The immune system helps fight against unwelcome invaders, but to initiate this process information should be pre-selected and transmitted to the immune system. This occurs in the form of small protein fragments presented on the cell surface using a highly complex molecular machine the MHC-1 molecule.

While cancerous or infected cells are quickly identified and eliminated, viruses and tumors can also trick the immune system thus escaping immune surveillance. Ambiguous messages can also lead to autoimmune diseases or chronic inflammation.

The highly complex molecular machine in the cell's interior selects the relevant protein fragments.
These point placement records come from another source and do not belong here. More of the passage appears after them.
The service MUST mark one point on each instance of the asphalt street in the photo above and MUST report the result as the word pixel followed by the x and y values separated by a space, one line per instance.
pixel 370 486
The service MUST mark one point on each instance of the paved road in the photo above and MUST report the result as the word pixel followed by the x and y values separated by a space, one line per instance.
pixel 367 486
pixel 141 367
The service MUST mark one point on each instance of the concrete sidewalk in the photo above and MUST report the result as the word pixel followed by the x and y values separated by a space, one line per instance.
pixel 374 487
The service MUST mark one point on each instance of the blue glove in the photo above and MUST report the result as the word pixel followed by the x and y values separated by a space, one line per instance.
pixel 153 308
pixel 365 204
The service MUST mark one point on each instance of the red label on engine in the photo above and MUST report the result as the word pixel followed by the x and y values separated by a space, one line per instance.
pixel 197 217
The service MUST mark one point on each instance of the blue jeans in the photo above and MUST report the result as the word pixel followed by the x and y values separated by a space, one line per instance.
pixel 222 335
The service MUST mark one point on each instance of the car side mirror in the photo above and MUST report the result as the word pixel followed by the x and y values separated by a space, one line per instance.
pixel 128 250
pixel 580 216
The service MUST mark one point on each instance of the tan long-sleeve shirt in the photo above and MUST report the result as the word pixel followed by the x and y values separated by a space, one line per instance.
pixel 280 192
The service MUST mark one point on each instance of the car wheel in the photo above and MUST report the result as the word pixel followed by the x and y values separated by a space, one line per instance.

It also coordinates the loading of MHC-I molecules, which is a particularly important process. Researchers published their finding on the molecular architecture and inner workings of the MHC-I peptide-loading complex in the journal Nature.
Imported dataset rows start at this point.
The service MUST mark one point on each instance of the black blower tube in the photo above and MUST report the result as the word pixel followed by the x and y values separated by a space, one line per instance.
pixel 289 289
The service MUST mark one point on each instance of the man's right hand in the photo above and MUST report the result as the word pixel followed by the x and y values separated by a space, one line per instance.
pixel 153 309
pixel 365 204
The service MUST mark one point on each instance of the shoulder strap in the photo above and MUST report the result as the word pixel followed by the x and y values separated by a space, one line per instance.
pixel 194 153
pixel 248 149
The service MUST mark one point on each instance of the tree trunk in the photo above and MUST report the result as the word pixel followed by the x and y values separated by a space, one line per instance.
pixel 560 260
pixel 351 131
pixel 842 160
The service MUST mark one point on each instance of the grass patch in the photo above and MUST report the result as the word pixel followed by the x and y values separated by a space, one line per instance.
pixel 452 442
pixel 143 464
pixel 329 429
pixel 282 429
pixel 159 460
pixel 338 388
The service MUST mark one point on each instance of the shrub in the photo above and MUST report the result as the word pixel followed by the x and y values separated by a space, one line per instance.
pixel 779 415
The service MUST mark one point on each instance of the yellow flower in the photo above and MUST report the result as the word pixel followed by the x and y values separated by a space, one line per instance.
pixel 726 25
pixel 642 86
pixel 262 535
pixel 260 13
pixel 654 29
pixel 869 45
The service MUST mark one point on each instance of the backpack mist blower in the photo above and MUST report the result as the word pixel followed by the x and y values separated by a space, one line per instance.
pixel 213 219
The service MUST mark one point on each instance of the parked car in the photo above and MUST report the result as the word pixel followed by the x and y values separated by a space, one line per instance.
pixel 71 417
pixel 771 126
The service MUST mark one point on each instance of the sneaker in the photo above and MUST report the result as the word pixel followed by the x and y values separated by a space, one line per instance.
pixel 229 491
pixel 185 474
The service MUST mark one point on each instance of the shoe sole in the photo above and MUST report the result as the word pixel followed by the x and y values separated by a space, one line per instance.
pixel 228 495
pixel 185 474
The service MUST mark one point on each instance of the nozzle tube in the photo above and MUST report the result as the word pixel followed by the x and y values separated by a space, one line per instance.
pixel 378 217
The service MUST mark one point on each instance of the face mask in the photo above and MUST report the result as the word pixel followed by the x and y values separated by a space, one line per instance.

Dr. Simon Trowitzsch explained, "We had to pull out all the stops to prepare this extremely fragile complex for structural analyses." The researchers developed a viral molecular bait. This allowed them to isolate the native MHC-I peptide-loading complex from the endoplasmic reticulum.

Researchers were able to look closely at the MHC-I peptide-loading complex and to determine its molecular structure by using cryo-electron microscopy. MHC-I peptide-loading complex is about a hundred thousand times smaller than a pinhead, and cryo-electron microscopy allowed them to observe this structure.

Researchers identified how information was generated from the cell to the immune system. Cell structure showed how transport proteins in the membrane, folding enzymes, and MHC-I molecule worked together as a highly dynamic complex. 

The research identified how the information transported by MHC-I peptide loading complex filters out only required fragments which the immune system's effector cells needed. The antigen selection process could be elucidated with greater precision and this knowledge can further guide immunotherapies.